Reconquistar la isla no
parecía difícil a primera vista. La movida invasora de los negros
tenía el objetivo de protegerlos de expediciones europeas como la
que encabezaba Villarroel. La isla estaba totalmente desconectada del
resto del mundo, no eran muchas las certezas que se tenían de ella.
Sólo que su población pasaba hambre y sufría bajo el control del
ejército haitiano. Una sublevación popular estallaría en cualquier
momento, y debía sintonizar rápidamente con las fuerzas españolas.
La derrota no era
concebible para Villarroel. Había visto al imperio español
desplomarse en una década, sin importar la sangre y sudor que el
militar vasco había vertido en Caracas, y luego en Lima. Con la
Restauración, Europa parecía volver a la normalidad, tras el caos
revolucionario y napoleónico, y España debía retomar su lugar como
potencia.
—No más derrotas, no
más— murmuró, dejando caer un cenizas sobre al mapa.
Lo limpió con su mano
izquierda e inconscientemente se puso a contar las cicatrices y los dedos que le
faltaban. Un mal recuerdo del frío de la sierra peruana. Esa derrota
se había llevado mucho más que un par de dedos y una argolla.
La embarcación estaba
guarnecida tras un roquerío a menos de cien metros de la costa. El
lugar era cavernoso, e ideal para esconder botines, como habían
hecho en varias ocasiones los bucaneros. Les daba una panorámica de
la costa dominicana, por lo mismo se dispuso que un grumete haría
vigilancia oculto entre malezas en la parte superior del roquerío.
No había forma de que los atacaran por sorpresa.
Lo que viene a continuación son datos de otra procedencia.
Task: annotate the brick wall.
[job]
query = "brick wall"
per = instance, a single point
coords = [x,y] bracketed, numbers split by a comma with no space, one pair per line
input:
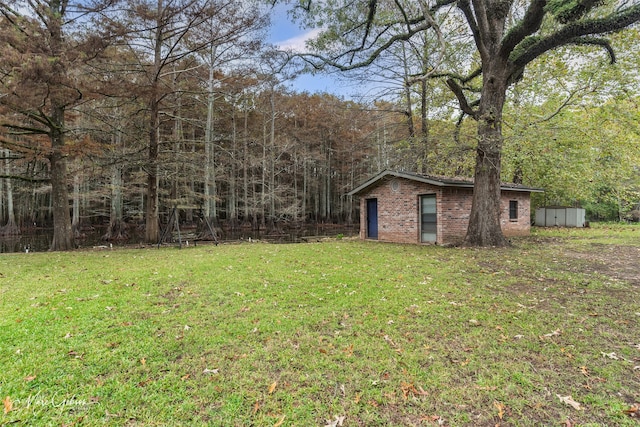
[398,211]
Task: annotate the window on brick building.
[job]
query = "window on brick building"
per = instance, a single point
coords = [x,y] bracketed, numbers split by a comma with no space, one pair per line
[513,210]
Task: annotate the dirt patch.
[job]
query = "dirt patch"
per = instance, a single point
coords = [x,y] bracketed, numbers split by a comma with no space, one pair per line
[617,262]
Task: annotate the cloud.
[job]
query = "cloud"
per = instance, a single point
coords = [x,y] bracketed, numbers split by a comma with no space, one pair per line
[297,43]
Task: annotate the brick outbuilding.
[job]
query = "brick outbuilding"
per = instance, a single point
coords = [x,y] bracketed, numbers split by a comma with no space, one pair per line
[410,208]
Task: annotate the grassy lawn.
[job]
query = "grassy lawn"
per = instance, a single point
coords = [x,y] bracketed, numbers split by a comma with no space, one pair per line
[335,333]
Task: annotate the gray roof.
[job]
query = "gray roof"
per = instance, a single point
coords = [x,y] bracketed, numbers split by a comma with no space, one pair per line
[437,181]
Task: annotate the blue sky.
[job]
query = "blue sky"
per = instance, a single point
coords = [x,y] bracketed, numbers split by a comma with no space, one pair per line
[288,35]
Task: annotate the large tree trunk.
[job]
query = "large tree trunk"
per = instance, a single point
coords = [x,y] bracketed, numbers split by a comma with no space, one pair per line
[152,227]
[484,220]
[62,233]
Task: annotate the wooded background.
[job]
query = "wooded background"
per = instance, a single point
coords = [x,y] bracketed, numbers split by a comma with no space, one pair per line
[137,107]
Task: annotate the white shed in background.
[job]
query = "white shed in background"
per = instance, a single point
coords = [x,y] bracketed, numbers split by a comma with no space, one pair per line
[559,216]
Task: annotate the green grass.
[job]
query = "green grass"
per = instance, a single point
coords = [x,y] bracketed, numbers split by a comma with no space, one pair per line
[297,335]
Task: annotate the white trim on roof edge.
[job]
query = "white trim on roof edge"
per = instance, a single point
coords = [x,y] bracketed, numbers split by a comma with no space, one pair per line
[437,181]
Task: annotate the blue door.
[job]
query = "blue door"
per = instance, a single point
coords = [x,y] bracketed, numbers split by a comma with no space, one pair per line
[428,218]
[372,218]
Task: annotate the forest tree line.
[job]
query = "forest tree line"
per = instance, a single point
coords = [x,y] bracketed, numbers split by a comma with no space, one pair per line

A parte de los
negros, tras la lúgubre neblina acechaban siempre los piratas, los
mercenarios, los corsarios y por supuesto, los eternos enemigos de
los reyes católicos: los británicos.
Por ello el Silvestre
Segundo estaba armado hasta los dientes y siempre listo para
atacar, según las palabras de su capitán. Para lo cual, había
ordenado arriar las velas y tener todos los cañones por ambos lados
listos para disparar. “Y con usted a bordo, nos aseguramos al Dios
verdadero y todopoderoso de nuestro lado, padre. Nuestra arma más
letal” le comentaría con una leve sonrisa (algo raro en su
semblante) al padre San Juan.
—El pueblo se llama San
Lázaro. Está a muy pocos kilómetros de la frontera con Haití. Fue
de los primeros que atacaron los negros— le indicaba al religioso y a
Carbacho, usando una lupa para ampliar la imagen del mapa sobre su
escritorio—. Todo indica, y los reportes del vigía lo afirman así,
que está totalmente deshabitado. Enviaré una expedición a
corroborarlo, de ser cierto, podremos usarlo como fuerte.
—Desde proa se alcanza
a ver el monasterio jesuita, capitán —le señaló San Juan—. Sería
ideal que ubicáramos allí a un vigía. Y si tenemos suerte,
encontraremos a los religiosos allí todavía.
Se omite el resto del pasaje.